Chris Abel has lectured on many subjects in the course of his career, reflecting both the broad range of his interests and personal experience in teaching and studying architecture on six continents. Generally, his public lectures are based on his own recent researches or publications, or the work of a current experimental studio he may be running. Recurring lectures given around the world include: ‘Regional Transformations’; ‘Bio-Tech Architecture’; ‘Architecture in the Pacific Age’; ‘Asian Urban Futures’, and ‘Foster and Gehry: One Technology; Two Cultures’. Most recently, he has lectured on ‘Foster in China’, based on his long experience of covering the practice’s major works in East Asia for The Architectural Review and other publications.
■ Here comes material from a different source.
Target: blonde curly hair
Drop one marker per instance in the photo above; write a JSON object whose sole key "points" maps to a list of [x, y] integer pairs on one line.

As with his lectures, Chris’s seminars typically cover a wide range of topics and issues, ranging from theoretical and interdisciplinary approaches to architecture, to the current challenges presented by climate change. Past seminars have included: ‘Architecture, Philosophy and New Science’; ‘Outside Architecture’; ‘Architectural Criticism’, and Contemporary Issues in Architectural and Urban Design Theory’. As Hyde Chair of Excellence at the University of Nebraska Lincoln in 2008, Chris also led a graduate seminar on ‘Climate Change, Architecture and Culture’, in parallel with his studio on ‘The Vertical Garden City’.